'No decision on detention length' - News in brief - Evening Standard
       

'No decision on detention length'

Home Secretary Jacqui Smith has insisted that ministers have not decided how long terror suspects should be held without charge.

While accepting there have been no cases in which police needed more than the current 28-day detention limit, she said it was "at least highly possible" such an instance would yet arise.

But pressed about the Government's preferred new time limit, Ms Smith maintained she was in no position to say. "The answer is I don't know," she told BBC Radio 4's Today programme.

Her comments came ahead of Wednesday's Commons debate on counter-terrorism after the Queen's Speech, which Gordon Brown used to announce a Bill allowing post-charge questioning, which would change the law to permit police to interview suspects even after they have been charged.

The sovereign's address to the State Opening of Parliament on Tuesday contained no fresh details about the Government's favoured extension of the 28-day pre-charge detention period.

But there has been speculation that ministers are prepared to compromise on a move to double the limit to 56 days as they seek a cross-party consensus.

Ms Smith declined on Wednesday to give any further indication of the period under consideration in Whitehall but pointed out that the Tories raised the idea of a 58-day period. This is based on the use of a 30-day provision in the Civil Contingencies Act on top of the existing 28-day terror laws.
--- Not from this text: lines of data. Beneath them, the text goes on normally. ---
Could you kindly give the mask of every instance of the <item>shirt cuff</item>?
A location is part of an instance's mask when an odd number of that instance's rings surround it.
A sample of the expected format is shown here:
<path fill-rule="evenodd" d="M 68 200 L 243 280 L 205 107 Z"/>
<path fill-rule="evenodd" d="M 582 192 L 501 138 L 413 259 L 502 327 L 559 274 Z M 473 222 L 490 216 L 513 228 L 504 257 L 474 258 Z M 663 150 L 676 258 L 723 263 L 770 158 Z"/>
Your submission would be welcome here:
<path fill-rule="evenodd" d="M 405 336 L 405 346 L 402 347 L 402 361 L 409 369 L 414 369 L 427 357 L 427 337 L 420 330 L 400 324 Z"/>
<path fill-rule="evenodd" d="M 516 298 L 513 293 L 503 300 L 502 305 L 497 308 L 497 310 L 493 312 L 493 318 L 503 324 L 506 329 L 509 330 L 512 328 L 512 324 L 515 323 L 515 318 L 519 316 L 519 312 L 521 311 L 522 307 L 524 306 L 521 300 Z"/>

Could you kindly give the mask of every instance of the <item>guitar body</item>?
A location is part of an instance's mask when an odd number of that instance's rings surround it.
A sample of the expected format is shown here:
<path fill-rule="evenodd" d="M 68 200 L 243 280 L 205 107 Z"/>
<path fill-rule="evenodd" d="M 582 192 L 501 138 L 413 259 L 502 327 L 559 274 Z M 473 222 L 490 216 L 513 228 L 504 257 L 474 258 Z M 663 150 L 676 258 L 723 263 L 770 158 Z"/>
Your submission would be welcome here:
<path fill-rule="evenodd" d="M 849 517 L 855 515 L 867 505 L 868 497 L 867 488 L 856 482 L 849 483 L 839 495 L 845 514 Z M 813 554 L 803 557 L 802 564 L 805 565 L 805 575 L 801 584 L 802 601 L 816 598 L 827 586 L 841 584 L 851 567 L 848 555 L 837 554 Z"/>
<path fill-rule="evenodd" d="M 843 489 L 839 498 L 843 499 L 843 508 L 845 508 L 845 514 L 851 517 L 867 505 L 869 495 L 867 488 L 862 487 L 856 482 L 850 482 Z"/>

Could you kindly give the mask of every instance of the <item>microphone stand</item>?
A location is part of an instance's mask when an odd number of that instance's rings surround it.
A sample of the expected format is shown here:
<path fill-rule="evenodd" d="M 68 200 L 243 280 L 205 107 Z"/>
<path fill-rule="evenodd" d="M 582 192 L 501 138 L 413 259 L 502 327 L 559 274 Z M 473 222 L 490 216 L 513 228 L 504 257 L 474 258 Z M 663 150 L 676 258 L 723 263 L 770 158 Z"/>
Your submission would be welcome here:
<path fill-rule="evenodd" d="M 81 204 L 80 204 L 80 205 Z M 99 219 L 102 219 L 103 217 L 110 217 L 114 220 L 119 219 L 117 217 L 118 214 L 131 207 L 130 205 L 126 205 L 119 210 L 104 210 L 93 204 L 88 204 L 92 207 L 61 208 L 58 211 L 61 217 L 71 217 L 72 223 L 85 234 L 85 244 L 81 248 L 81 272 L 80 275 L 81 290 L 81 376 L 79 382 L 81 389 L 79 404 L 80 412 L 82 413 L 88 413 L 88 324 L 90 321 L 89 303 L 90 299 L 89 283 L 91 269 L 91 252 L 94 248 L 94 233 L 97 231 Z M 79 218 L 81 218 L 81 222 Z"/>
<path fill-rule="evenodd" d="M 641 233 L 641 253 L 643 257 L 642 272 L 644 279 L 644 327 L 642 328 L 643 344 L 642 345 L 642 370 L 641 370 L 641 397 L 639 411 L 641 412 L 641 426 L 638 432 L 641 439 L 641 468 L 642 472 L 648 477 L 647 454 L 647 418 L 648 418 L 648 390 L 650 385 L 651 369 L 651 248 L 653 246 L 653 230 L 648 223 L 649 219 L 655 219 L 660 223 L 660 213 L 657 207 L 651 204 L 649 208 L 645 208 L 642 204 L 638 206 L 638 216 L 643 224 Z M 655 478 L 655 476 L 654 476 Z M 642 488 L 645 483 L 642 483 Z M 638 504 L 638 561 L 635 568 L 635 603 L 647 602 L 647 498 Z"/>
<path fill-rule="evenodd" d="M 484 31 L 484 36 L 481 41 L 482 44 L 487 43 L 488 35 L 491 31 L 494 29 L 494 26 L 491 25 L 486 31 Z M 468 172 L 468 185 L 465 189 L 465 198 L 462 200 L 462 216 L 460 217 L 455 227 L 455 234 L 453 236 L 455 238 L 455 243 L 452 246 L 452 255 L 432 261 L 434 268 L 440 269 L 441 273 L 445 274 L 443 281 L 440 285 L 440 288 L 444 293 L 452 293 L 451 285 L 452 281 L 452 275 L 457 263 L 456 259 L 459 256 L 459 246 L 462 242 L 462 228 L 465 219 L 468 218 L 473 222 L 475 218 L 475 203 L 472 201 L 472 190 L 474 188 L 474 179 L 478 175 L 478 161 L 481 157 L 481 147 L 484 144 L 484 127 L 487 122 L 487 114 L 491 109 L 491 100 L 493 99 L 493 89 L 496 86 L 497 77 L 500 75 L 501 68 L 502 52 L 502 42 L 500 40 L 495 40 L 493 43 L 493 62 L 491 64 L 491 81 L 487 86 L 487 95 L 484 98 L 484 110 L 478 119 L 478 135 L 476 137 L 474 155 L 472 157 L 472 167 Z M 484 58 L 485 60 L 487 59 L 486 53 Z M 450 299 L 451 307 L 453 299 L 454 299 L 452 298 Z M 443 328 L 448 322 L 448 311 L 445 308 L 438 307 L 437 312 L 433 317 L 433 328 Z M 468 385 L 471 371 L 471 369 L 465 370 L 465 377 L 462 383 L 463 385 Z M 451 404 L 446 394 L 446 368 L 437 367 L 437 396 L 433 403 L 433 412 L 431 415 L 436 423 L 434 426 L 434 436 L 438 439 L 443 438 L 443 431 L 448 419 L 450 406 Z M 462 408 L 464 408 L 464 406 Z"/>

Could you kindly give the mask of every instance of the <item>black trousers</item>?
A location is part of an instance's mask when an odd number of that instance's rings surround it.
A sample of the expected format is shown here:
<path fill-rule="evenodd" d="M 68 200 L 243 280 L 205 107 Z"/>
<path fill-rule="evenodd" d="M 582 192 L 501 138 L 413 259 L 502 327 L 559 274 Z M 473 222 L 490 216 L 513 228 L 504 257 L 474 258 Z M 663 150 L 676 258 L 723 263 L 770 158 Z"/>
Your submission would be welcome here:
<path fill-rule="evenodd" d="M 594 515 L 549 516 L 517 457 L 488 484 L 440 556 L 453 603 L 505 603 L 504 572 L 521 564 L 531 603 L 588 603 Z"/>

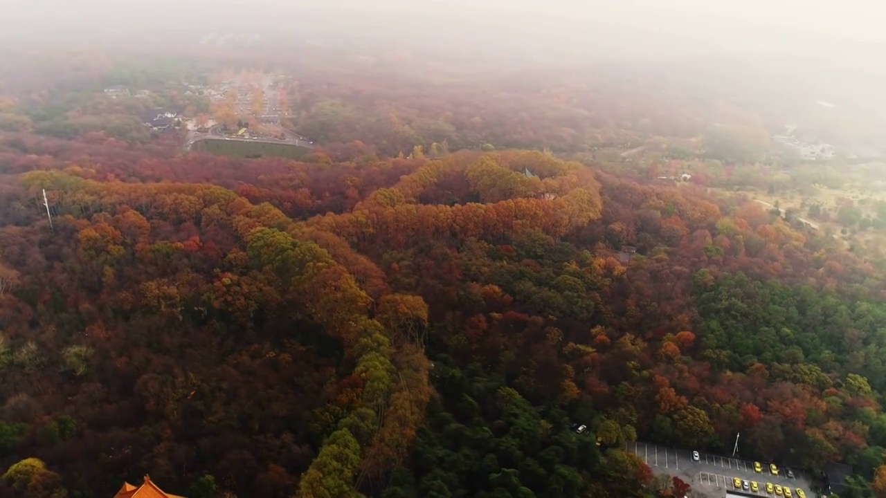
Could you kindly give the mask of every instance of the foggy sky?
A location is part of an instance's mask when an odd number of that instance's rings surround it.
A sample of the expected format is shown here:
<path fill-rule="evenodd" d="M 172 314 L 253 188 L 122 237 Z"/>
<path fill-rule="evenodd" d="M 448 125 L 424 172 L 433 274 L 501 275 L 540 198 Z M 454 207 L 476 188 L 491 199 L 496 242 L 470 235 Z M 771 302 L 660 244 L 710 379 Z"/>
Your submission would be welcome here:
<path fill-rule="evenodd" d="M 649 53 L 886 55 L 886 5 L 874 0 L 0 0 L 0 29 L 46 37 L 107 28 L 325 27 L 332 33 L 346 27 L 348 35 L 389 29 L 471 41 L 486 31 L 490 39 L 529 45 L 548 37 L 592 45 L 615 40 Z M 409 31 L 416 24 L 422 29 Z"/>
Ms Smith said: "There should be a maximum period (but) we have not decided - I think it is at least possible, my argument is others have argued that actually up to 58 days is necessary."

She said there was "widespread support" for post-charge questioning but that would not be "a panacea in itself" and there was still a need to extend pre-charge detention.

"There is a clear trend of growing complexity, growing numbers of people involved, of international links, that make it at least highly possible that at some point, longer than 28 days may be necessary for police and other investigators to investigate, interview, sift the evidence, and make the international links to be able to charge somebody," Ms Smith insisted.